Adoptée en première lecture par le Sénat, le 20 mars 2024, la proposition de loi visant à expérimenter le transfert de la compétence « santé scolaire » aux départements volontaires a été déposée devant l’Assemblée nationale le 23 juillet 2024. Dans l’attente de son examen, la Délégation aux collectivités territoriales et à la décentralisation du Sénat a confié au cabinet Ernst & Young une étude d’options pour élaborer plusieurs scénarios possibles. Après sa remise, la Délégation a autorisé, lors de sa réunion du 12 décembre 2024, la publication d’un rapport d’information. Daté du 20 décembre, celui-ci a été mis en ligne fin janvier 2025.

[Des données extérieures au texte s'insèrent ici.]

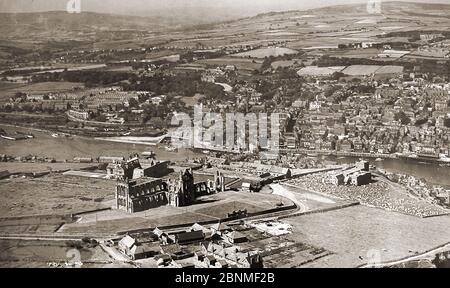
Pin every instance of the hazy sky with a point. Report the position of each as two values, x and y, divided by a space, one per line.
152 7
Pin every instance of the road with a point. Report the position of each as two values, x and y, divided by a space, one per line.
279 190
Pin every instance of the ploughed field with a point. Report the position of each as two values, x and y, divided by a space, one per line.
379 194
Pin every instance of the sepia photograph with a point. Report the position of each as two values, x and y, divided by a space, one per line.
224 134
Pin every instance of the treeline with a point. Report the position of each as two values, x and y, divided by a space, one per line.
326 61
184 84
90 78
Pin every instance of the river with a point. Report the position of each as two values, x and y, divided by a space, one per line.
431 172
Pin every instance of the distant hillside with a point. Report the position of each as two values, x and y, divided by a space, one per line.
20 24
386 7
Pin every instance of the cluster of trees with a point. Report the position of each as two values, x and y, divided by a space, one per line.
185 84
90 78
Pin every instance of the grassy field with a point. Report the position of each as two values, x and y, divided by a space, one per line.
267 52
353 232
36 254
241 64
38 88
53 195
209 208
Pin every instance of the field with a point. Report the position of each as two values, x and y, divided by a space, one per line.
241 64
285 63
38 88
53 195
209 208
267 52
360 70
319 71
357 231
36 254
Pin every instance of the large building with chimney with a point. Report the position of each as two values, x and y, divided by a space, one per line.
136 195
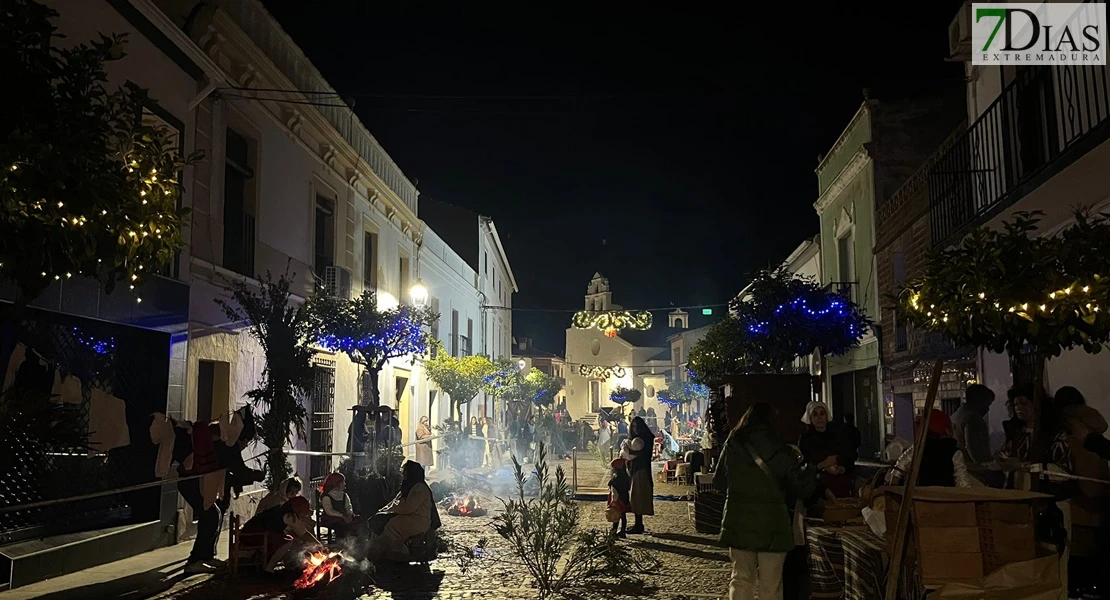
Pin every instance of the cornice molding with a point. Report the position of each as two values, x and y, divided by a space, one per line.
856 164
226 39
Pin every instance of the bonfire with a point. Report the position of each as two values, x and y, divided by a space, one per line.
319 567
466 506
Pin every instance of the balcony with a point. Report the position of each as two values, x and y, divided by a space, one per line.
1043 121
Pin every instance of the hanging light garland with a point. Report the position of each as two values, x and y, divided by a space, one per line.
612 322
599 372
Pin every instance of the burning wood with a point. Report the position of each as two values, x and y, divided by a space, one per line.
321 565
466 506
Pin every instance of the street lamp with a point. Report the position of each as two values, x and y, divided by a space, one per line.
419 294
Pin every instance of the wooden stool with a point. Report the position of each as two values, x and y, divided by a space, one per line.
252 556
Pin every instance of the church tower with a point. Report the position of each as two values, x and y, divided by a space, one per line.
598 296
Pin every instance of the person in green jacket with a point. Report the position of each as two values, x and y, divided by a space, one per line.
760 475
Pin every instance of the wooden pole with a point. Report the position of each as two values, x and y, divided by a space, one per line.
898 550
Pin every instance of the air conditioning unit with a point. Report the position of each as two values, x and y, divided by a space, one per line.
337 282
959 36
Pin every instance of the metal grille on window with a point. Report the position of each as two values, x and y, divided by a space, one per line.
322 418
104 357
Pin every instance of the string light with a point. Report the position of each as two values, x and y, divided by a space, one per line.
601 372
99 346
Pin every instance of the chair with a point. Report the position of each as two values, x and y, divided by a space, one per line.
672 470
253 556
330 538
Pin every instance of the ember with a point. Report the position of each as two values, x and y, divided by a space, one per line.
320 566
466 506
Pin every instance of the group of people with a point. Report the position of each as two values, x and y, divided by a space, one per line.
769 484
282 526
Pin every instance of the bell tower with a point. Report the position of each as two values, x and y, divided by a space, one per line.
598 296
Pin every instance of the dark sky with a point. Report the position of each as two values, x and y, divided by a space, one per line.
673 151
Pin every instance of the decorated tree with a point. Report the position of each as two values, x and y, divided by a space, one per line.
722 353
1012 291
786 315
684 393
372 336
89 186
1007 290
461 378
285 331
511 383
624 395
783 316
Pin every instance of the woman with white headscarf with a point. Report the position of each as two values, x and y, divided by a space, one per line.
825 448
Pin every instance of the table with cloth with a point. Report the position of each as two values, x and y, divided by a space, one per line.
865 568
826 559
850 562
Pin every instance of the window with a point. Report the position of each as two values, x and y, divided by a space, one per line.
369 261
845 260
846 265
213 389
324 255
898 260
154 117
434 304
454 333
238 205
403 296
322 419
470 335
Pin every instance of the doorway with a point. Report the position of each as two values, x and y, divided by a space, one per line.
403 396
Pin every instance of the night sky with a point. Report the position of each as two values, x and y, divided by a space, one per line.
672 152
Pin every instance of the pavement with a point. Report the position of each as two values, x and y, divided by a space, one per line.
692 566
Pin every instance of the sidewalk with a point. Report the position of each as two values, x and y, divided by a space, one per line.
134 578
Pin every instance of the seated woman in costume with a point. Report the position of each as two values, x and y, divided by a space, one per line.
411 514
337 512
279 530
285 491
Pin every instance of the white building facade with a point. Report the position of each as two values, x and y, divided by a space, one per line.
1040 135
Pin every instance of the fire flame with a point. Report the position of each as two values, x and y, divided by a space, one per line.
466 506
321 565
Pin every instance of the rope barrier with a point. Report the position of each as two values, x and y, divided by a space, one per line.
113 491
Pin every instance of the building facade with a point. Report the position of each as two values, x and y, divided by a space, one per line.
139 338
527 357
488 331
285 184
883 145
1037 140
902 241
645 360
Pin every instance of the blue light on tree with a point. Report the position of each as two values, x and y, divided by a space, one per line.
623 395
102 347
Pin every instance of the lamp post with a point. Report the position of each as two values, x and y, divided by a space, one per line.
419 294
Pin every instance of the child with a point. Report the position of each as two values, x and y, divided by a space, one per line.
286 490
281 528
619 486
339 516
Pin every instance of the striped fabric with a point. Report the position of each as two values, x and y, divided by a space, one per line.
826 562
865 568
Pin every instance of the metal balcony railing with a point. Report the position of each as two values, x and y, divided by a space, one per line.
1040 123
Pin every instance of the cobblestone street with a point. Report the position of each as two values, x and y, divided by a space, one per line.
690 565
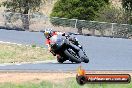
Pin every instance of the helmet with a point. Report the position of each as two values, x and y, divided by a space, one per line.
48 33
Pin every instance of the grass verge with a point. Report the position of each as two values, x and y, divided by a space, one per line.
12 53
69 83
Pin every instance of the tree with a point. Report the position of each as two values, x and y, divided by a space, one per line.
23 7
112 14
127 5
78 9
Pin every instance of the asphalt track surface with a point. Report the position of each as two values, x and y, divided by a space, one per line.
104 53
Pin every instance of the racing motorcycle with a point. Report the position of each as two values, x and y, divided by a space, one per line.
64 49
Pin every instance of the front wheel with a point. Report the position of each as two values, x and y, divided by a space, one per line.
74 57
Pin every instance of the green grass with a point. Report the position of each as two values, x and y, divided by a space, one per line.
11 53
69 83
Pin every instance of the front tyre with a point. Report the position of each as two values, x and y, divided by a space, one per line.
73 57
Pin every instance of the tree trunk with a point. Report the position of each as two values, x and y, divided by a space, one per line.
79 30
25 21
25 17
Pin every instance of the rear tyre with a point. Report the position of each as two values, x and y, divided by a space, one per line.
60 59
75 58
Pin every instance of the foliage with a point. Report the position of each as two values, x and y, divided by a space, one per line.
78 9
22 6
112 14
127 5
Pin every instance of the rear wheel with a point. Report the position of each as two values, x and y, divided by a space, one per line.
60 59
74 57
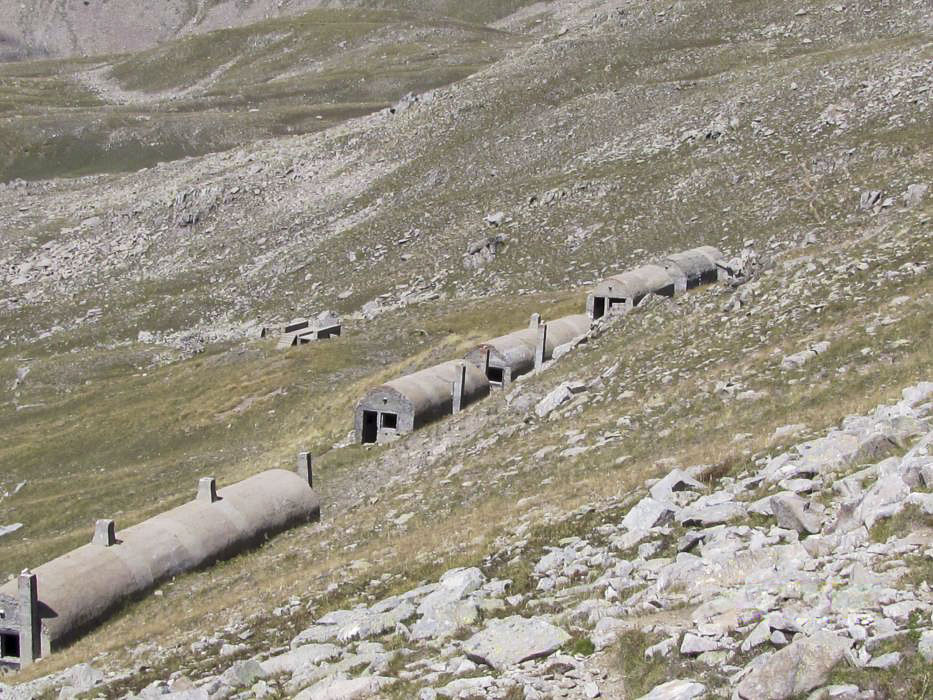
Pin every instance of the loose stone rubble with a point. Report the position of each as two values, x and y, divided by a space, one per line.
764 588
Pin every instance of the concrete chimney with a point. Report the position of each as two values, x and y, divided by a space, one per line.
104 533
540 346
458 387
29 641
305 461
207 489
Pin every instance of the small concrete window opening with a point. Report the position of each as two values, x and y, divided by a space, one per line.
599 307
9 645
370 426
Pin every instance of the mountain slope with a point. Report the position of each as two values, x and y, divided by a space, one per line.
606 134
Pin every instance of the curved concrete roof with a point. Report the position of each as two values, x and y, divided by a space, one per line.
634 284
563 330
80 587
517 350
428 388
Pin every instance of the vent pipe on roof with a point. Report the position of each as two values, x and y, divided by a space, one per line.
305 461
540 346
207 489
457 389
104 533
29 647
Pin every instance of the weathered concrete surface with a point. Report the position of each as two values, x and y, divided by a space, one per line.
514 639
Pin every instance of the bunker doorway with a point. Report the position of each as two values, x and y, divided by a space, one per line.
370 426
599 307
613 301
9 645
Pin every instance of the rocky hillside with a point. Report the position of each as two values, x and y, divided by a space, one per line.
61 28
728 491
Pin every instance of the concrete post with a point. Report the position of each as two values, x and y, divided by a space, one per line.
104 533
29 642
458 388
207 489
540 346
305 467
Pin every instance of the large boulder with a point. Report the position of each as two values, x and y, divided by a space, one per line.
509 641
340 687
648 513
798 668
681 689
793 513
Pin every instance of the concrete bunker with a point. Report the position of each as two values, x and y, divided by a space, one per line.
693 267
301 331
44 609
507 357
407 403
621 293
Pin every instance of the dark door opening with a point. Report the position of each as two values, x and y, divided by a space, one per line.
599 307
370 426
9 645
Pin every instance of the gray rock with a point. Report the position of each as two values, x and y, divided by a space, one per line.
885 660
710 515
868 199
555 398
793 513
467 687
509 641
915 194
682 689
925 646
445 620
306 655
674 482
648 513
694 645
787 431
243 674
798 668
9 529
340 687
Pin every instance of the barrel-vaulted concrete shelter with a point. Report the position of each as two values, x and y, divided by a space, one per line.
63 598
624 291
407 403
693 267
509 356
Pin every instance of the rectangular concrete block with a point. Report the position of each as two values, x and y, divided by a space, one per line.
104 533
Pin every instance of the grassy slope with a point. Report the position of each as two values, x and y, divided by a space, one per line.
194 95
165 428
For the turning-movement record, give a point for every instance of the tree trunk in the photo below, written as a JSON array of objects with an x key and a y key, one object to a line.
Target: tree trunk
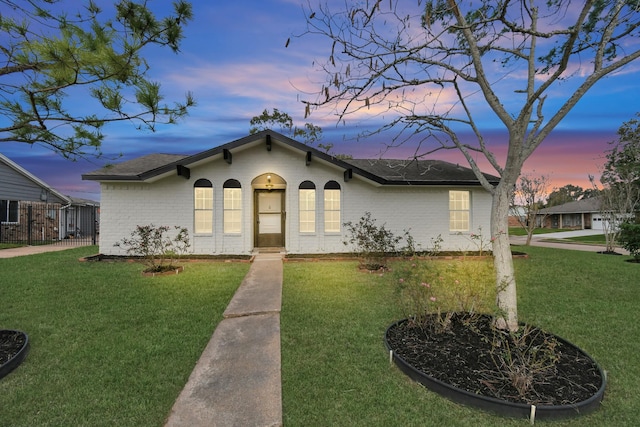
[{"x": 506, "y": 298}]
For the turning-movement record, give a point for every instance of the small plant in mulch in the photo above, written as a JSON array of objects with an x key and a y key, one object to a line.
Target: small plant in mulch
[
  {"x": 157, "y": 250},
  {"x": 449, "y": 335},
  {"x": 375, "y": 243}
]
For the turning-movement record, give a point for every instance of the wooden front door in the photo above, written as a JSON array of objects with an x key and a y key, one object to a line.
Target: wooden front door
[{"x": 269, "y": 218}]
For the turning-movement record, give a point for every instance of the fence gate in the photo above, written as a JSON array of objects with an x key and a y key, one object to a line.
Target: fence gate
[{"x": 33, "y": 223}]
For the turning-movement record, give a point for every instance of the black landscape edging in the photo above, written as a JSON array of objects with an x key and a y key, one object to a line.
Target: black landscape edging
[
  {"x": 501, "y": 406},
  {"x": 18, "y": 358}
]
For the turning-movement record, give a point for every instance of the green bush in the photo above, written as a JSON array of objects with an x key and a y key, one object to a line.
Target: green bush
[
  {"x": 374, "y": 243},
  {"x": 158, "y": 250},
  {"x": 629, "y": 238}
]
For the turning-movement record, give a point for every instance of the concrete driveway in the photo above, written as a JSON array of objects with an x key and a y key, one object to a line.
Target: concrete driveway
[{"x": 543, "y": 240}]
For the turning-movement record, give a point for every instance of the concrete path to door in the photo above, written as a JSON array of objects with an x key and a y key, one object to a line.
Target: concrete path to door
[{"x": 237, "y": 380}]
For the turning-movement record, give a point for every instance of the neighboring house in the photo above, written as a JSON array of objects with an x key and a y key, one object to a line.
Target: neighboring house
[
  {"x": 31, "y": 210},
  {"x": 267, "y": 190},
  {"x": 579, "y": 214}
]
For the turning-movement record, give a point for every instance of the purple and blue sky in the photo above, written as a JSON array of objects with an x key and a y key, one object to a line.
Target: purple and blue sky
[{"x": 235, "y": 62}]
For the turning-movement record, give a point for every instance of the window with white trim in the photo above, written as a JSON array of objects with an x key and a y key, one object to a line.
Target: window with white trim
[
  {"x": 9, "y": 211},
  {"x": 459, "y": 211},
  {"x": 307, "y": 207},
  {"x": 332, "y": 207},
  {"x": 203, "y": 207},
  {"x": 232, "y": 206}
]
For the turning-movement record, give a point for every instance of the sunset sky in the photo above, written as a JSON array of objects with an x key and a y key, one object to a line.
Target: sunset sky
[{"x": 235, "y": 62}]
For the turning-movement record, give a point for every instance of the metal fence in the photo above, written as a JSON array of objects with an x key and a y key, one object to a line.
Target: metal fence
[{"x": 46, "y": 223}]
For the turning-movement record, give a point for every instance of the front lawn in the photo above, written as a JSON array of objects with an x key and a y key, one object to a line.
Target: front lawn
[
  {"x": 108, "y": 346},
  {"x": 519, "y": 231},
  {"x": 336, "y": 370}
]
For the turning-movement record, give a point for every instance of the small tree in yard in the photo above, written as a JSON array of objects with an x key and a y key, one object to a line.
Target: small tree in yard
[
  {"x": 620, "y": 193},
  {"x": 435, "y": 69},
  {"x": 529, "y": 195},
  {"x": 372, "y": 242},
  {"x": 157, "y": 249}
]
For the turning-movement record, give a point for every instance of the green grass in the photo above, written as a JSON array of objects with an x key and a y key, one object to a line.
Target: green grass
[
  {"x": 9, "y": 245},
  {"x": 519, "y": 231},
  {"x": 336, "y": 370},
  {"x": 108, "y": 346}
]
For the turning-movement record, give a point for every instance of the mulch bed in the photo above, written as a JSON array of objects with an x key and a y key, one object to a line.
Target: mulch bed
[{"x": 465, "y": 356}]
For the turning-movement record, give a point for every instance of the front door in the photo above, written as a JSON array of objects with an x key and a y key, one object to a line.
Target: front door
[{"x": 269, "y": 217}]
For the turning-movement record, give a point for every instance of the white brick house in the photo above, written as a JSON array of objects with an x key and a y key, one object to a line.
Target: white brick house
[{"x": 266, "y": 190}]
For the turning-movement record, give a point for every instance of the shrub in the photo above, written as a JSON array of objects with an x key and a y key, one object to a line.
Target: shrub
[
  {"x": 373, "y": 243},
  {"x": 629, "y": 238},
  {"x": 156, "y": 248}
]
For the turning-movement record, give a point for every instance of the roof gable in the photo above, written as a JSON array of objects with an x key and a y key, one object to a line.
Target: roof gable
[
  {"x": 381, "y": 171},
  {"x": 578, "y": 206},
  {"x": 37, "y": 182}
]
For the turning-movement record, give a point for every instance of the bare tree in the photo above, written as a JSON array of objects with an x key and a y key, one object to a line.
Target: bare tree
[
  {"x": 619, "y": 195},
  {"x": 434, "y": 70},
  {"x": 529, "y": 196}
]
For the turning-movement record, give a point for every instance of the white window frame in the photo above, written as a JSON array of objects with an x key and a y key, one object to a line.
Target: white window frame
[
  {"x": 232, "y": 210},
  {"x": 459, "y": 211},
  {"x": 332, "y": 209},
  {"x": 203, "y": 208},
  {"x": 7, "y": 211}
]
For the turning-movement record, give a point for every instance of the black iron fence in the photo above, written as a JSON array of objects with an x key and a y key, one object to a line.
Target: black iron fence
[{"x": 47, "y": 223}]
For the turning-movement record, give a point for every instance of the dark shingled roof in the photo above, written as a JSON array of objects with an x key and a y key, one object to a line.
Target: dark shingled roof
[
  {"x": 578, "y": 206},
  {"x": 136, "y": 168},
  {"x": 396, "y": 171},
  {"x": 382, "y": 171}
]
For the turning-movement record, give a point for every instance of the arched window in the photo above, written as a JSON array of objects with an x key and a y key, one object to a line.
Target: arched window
[
  {"x": 232, "y": 191},
  {"x": 203, "y": 206},
  {"x": 332, "y": 207},
  {"x": 307, "y": 203}
]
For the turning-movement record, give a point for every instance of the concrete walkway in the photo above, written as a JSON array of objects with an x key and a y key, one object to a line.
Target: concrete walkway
[{"x": 237, "y": 380}]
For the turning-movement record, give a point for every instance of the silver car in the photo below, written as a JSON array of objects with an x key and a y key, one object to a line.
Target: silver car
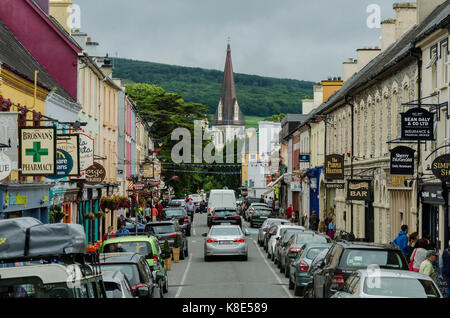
[
  {"x": 225, "y": 240},
  {"x": 388, "y": 283}
]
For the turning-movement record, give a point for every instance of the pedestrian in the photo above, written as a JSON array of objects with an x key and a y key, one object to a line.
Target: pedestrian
[
  {"x": 419, "y": 254},
  {"x": 109, "y": 234},
  {"x": 427, "y": 265},
  {"x": 445, "y": 267},
  {"x": 154, "y": 213},
  {"x": 122, "y": 231},
  {"x": 314, "y": 221},
  {"x": 289, "y": 211},
  {"x": 322, "y": 227},
  {"x": 402, "y": 240}
]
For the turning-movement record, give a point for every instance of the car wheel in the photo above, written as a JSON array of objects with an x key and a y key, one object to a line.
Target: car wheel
[
  {"x": 298, "y": 291},
  {"x": 291, "y": 284}
]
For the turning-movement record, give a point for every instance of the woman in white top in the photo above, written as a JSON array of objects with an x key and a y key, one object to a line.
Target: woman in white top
[{"x": 419, "y": 254}]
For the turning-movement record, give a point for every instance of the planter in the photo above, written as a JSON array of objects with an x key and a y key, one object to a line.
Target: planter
[
  {"x": 176, "y": 254},
  {"x": 168, "y": 263}
]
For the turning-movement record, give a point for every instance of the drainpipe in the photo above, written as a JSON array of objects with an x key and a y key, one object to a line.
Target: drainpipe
[{"x": 351, "y": 160}]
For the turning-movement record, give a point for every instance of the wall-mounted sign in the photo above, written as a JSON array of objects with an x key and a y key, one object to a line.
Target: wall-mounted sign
[
  {"x": 86, "y": 152},
  {"x": 441, "y": 168},
  {"x": 334, "y": 167},
  {"x": 64, "y": 165},
  {"x": 402, "y": 161},
  {"x": 71, "y": 145},
  {"x": 8, "y": 132},
  {"x": 5, "y": 166},
  {"x": 95, "y": 174},
  {"x": 417, "y": 124},
  {"x": 359, "y": 190},
  {"x": 37, "y": 151},
  {"x": 304, "y": 158}
]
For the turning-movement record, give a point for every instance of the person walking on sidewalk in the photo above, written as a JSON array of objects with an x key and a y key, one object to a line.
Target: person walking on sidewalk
[
  {"x": 402, "y": 240},
  {"x": 445, "y": 267},
  {"x": 427, "y": 265}
]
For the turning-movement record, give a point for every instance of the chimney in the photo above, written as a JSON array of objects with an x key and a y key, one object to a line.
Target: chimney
[
  {"x": 365, "y": 55},
  {"x": 59, "y": 9},
  {"x": 43, "y": 4},
  {"x": 406, "y": 17},
  {"x": 425, "y": 7},
  {"x": 387, "y": 33}
]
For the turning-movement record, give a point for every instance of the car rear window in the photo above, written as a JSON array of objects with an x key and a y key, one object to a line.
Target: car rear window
[
  {"x": 362, "y": 258},
  {"x": 400, "y": 287},
  {"x": 142, "y": 248},
  {"x": 228, "y": 231},
  {"x": 129, "y": 270},
  {"x": 163, "y": 228}
]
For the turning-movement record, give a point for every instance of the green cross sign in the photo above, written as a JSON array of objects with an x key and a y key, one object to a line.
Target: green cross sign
[{"x": 36, "y": 152}]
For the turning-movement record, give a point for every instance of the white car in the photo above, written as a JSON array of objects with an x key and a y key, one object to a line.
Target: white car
[{"x": 275, "y": 236}]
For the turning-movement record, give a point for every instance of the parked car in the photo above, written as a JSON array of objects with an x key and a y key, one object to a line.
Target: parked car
[
  {"x": 117, "y": 285},
  {"x": 179, "y": 214},
  {"x": 225, "y": 215},
  {"x": 388, "y": 283},
  {"x": 136, "y": 269},
  {"x": 266, "y": 225},
  {"x": 274, "y": 235},
  {"x": 145, "y": 245},
  {"x": 225, "y": 240},
  {"x": 298, "y": 272},
  {"x": 294, "y": 245},
  {"x": 51, "y": 281},
  {"x": 344, "y": 258},
  {"x": 282, "y": 242},
  {"x": 168, "y": 230}
]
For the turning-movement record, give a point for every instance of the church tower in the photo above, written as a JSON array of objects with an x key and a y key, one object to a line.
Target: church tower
[{"x": 229, "y": 118}]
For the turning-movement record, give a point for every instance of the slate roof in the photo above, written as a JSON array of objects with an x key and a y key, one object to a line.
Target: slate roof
[
  {"x": 19, "y": 60},
  {"x": 228, "y": 97}
]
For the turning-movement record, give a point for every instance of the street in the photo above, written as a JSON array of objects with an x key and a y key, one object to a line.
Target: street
[{"x": 225, "y": 277}]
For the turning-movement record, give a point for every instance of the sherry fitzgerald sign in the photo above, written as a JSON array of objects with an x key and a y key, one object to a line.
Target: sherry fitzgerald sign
[
  {"x": 417, "y": 124},
  {"x": 334, "y": 167},
  {"x": 37, "y": 151}
]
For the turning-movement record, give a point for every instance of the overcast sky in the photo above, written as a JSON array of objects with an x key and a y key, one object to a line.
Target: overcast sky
[{"x": 299, "y": 39}]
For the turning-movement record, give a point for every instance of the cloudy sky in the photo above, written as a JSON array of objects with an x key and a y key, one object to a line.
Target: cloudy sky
[{"x": 299, "y": 39}]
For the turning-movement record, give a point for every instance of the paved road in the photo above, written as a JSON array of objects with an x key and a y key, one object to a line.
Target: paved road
[{"x": 256, "y": 278}]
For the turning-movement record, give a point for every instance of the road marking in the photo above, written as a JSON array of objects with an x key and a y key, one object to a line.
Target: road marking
[{"x": 271, "y": 269}]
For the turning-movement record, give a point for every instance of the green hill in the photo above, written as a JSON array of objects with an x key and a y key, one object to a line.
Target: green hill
[{"x": 257, "y": 95}]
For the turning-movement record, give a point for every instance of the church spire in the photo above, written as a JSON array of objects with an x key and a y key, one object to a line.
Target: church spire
[{"x": 228, "y": 112}]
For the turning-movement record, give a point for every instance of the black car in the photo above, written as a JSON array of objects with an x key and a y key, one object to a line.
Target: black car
[
  {"x": 136, "y": 269},
  {"x": 179, "y": 214},
  {"x": 225, "y": 215},
  {"x": 344, "y": 258},
  {"x": 168, "y": 230}
]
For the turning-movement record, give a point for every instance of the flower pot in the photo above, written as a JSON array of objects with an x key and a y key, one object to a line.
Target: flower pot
[
  {"x": 168, "y": 263},
  {"x": 176, "y": 254}
]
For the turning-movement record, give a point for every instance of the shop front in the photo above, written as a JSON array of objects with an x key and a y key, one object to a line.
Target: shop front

En préalable, l’étude confirme « le diagnostic partagé sur l’état préoccupant de la santé scolaire en France », pointe le rapport. Quelques chiffres pour l’illustrer : la chute de plus de 28 % de l’effectif des médecins scolaires depuis 2013, un taux d’encadrement d’un médecin pour 12 800 élèves et d’un infirmier pour 1 303 élèves. Ce taux explique que moins d’un élève sur cinq a bénéficié de la visite médicale, pourtant obligatoire, en classe de sixième.
Le cabinet Ernst & Young a approfondi deux scénarios.
- Un transfert de compétence aux départements. D’un point de vue juridique, et s’il suppose des prérequis et des travaux préparatoires, il serait envisageable, estime l’étude. Le frein identifié par le cabinet est « non pas juridique, mais financier. »
- La création de groupements d’intérêt public (GIP), qui faciliterait la mise en œuvre de la santé scolaire dans les territoires. Ces groupements permettent à divers acteurs de mettre des ressources en commun et de coordonner leur action à l’échelle d’un territoire, rappelle le cabinet Ernst & Young.
Si le transfert de la compétence « santé scolaire » aux départements apparaît « cohérent » aux yeux du président de la Délégation, le sénateur du Cantal (Groupe Union Centriste) Bernard Delcros, car les services de santé de l’enfant réunissant les moyens et missions de la protection maternelle et infantile (PMI) leur sont déjà confiés, le contexte financier a changé la donne. « L’enthousiasme des départements a vécu », résume sobrement le rapport. Au moment de l’examen du texte par le Sénat, Départements de France (DF) avait indiqué que, selon un sondage réalisé en 2023, la moitié des 40 départements interrogés s’était déclarée prête à un tel transfert. Aujourd’hui, seul le département de la Nièvre serait toujours volontaire pour cette expérimentation ! La Délégation sénatoriale en tire un premier enseignement : « recueillir la position actuelle des départements sur la démarche d’expérimentation, dans le cadre de la poursuite de l’examen de la proposition de loi ».
Par ailleurs, l’étude d’options a fait émerger dans le débat un sujet qui ne figurait pas dans le texte examiné par le Sénat en mars 2024. En effet, le cabinet Ernst & Young rappelle que certaines communes de grande taille exercent d’ores et déjà des compétences en matière de santé scolaire, sur la base d’une convention avec l’État. Il s’agit de : Antibes, Bordeaux, Clermont-Ferrand, Lyon, Nantes, Rennes, Grenoble, Paris, Strasbourg, Vénissieux et Villeurbanne. Selon la Cour des comptes, citée dans l’étude, le taux de réalisation de la visite médicale des enfants dans leur 6e année est beaucoup plus élevé dans les villes délégataires que dans les académies. « Mais ce volontarisme local semble représenter un coût important pour les communes concernées », relève la Délégation. Ainsi, les données budgétaires fournies par l’association France urbaine, dans le cadre de l’étude d’options, établissent que le coût de la prise en charge pour ces communes s’élève à près de 40 euros par enfant et par an alors que l’État verse une subvention moyenne de 9,50 euros aux onze villes gestionnaires du service de santé scolaire. D’où le second enseignement établi par la Délégation : « évaluer l’intérêt de confier aux communes la compétence “santé scolaire”, en particulier dans le cadre d’une convention de délégation de compétence conclue avec l’État. »
Enfin, l’étude d’options conduit à s’interroger sur les améliorations susceptibles de faciliter l’exercice du métier des professionnels du domaine de la santé scolaire : meilleure attractivité des conditions de travail, formations continues adaptées, mise en place d’une plateforme numérique pour centraliser les données et faciliter le suivi des élèves, cumuls d’activités plus étendus pour les médecins scolaires, meilleures rémunérations… La Délégation aux collectivités territoriales et à la décentralisation en tire un troisième et dernier enseignement, à savoir : « améliorer les conditions d’exercice du métier des professionnels de la santé scolaire ».